Establishment of model cell lines for analyzing relation of angiotensin II-caused diseases with long term potentiation

分析血管紧张素II引起的疾病与长时程增强关系的模型细胞系的建立

• 批准号: 05660384
• 负责人: MIYAZAKI Hitoshi
• 金额: $ 1.34万
• 依托单位: University of Tsukuba
• 依托单位国家: 日本
• 项目类别: Grant-in-Aid for General Scientific Research (C)
• 财政年份: 1993
• 资助国家: 日本
• 起止时间: 1993 至 1994
• 项目状态: 已结题
• 来源: https://kaken.nii.ac.jp/en/grant/KAKENHI-PROJECT-05660384/
• 关键词: Angiotensin II Receptor; AtT20; ACTH; Phospholipase C; Calcium Channel; Adenylate Cyclase; アンジオテンシンII; 受容体; 長期増強

1.We have established an AtT20 cell line stably expressing the recombinant human angiotensin II (Ang II) receptor type 1 (AT1) to provide a model for analyzing the relation of Ang II-caused diseases with long term potentiation. AtT20 cells are derived from mouse anterior pituitary cells secreting adrenocorticotropin (ACTH). Following finding were obtained concerning characteristics of this cell line, which are essential for the purpose of this study.(1) In these transfected cells, Ang II induced activation of phospholipase C and voltage-dependent calcium channel, and inhibition of adenylate cyclase activity through the AT1 receptor.

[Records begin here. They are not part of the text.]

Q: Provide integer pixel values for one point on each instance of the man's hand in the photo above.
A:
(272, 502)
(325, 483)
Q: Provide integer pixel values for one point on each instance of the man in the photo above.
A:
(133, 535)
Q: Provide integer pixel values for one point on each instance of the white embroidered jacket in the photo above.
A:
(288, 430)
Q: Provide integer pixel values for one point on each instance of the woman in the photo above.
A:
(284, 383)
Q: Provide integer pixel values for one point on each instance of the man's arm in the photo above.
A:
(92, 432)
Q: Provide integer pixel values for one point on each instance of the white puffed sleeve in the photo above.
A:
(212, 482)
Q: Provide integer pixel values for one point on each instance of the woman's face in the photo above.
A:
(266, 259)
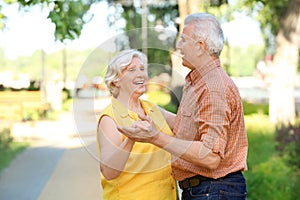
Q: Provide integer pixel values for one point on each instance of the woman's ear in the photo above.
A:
(116, 82)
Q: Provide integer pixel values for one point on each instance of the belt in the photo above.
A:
(192, 181)
(196, 180)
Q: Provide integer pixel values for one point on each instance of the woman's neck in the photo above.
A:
(132, 103)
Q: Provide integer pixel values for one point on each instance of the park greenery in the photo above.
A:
(273, 161)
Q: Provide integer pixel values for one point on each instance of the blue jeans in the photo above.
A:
(231, 187)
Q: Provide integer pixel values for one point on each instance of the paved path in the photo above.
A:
(60, 165)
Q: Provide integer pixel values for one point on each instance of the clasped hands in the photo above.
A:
(143, 130)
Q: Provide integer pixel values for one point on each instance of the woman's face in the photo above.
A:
(133, 78)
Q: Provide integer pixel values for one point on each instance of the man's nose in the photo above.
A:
(178, 45)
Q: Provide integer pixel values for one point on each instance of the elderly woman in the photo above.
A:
(132, 170)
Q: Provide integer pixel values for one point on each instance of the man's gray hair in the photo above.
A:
(208, 30)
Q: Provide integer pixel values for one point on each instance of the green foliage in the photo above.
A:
(242, 60)
(269, 13)
(8, 154)
(288, 143)
(268, 176)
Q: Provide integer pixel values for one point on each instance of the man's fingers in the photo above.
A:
(124, 129)
(145, 118)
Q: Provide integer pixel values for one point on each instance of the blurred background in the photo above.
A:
(53, 58)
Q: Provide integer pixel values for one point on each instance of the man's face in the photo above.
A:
(188, 47)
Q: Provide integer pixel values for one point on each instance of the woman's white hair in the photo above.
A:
(208, 30)
(117, 64)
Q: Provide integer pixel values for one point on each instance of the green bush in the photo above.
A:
(268, 176)
(288, 143)
(255, 108)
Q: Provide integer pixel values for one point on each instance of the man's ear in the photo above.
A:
(200, 48)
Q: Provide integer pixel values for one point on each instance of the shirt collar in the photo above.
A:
(202, 70)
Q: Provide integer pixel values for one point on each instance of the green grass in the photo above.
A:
(268, 177)
(8, 154)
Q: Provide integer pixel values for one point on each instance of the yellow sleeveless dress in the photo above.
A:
(147, 173)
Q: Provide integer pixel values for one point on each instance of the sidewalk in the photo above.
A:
(60, 166)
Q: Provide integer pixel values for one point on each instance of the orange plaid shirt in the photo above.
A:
(211, 111)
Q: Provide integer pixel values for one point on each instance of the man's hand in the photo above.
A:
(143, 130)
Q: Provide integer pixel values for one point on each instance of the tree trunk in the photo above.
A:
(285, 63)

Among these the former two pathways were found to relate with Ang II-induced ACTH secretion.(2) This cell line was found to be a good model for elucidating the cross-talk between Ang II and corticotropin releasing factor (CRF) signalling pathways, because Ang II had a synergistic effect with CRF,whose functions are mediated by cAMP,on ACTH secretion.2.We tried to develop a microperfusion system to investigate whether Ang II induces a phenomenon in these endocrine cells corresponding to long term potentiation observed in neural cells. Unfortunately, reliable results were not obtained in this system since high levels of basal ACTH secretion prevented us from selectively detecting the amount of Ang II-induced ACTH secretion. We are now looking for optimal conditions in which the long term potentiation is observed using the cells cultured in dishes but not those filled in micropipette in the microperfusion system.

1.我们建立了稳定表达重组人血管紧张素II （Ang II）受体1型（AT1）的at20细胞系，为分析Ang II引起的疾病与长期增强的关系提供了模型。AtT20细胞来源于分泌促肾上腺皮质激素（ACTH）的小鼠垂体前叶细胞。关于该细胞系的特性，获得了以下发现，这对于本研究的目的至关重要。(1)在这些转染的细胞中，Ang II通过AT1受体诱导磷脂酶C和电压依赖性钙通道的激活，并抑制腺苷酸环化酶的活性。其中发现前两条通路与Ang ii诱导的ACTH分泌有关。(2)由于Ang II与促肾上腺皮质激素释放因子（CRF）具有协同作用，而CRF的功能是由cAMP介导的，因此该细胞系被发现是阐明Ang II与促肾上腺皮质激素释放因子（CRF）信号通路之间的串扰的良好模型。我们试图开发一种微灌注系统来研究Ang II是否在这些内分泌细胞中诱导了一种与在神经细胞中观察到的长期增强相对应的现象。不幸的是，在这个系统中没有得到可靠的结果，因为高水平的基底ACTH分泌阻止了我们选择性地检测Ang ii诱导的ACTH分泌量。我们现在正在寻找最佳条件，在这种条件下，用培养皿培养的细胞来观察长期增强，而不是在微灌注系统中用微管填充的细胞。

项目成果

Nishimatsu Shin-ichiro: "Isolation and characterization of two alternatively spliced complementary DNAs encoding a xenopus laevis angiotensin II receptor" Biochim.Biophys.Acta. (accepted). (1994)

Nishimatsu Shin-ichiro：“编码非洲爪蟾血管紧张素 II 受体的两个选择性剪​​接互补 DNA 的分离和表征”Biochim.Biophys.Acta。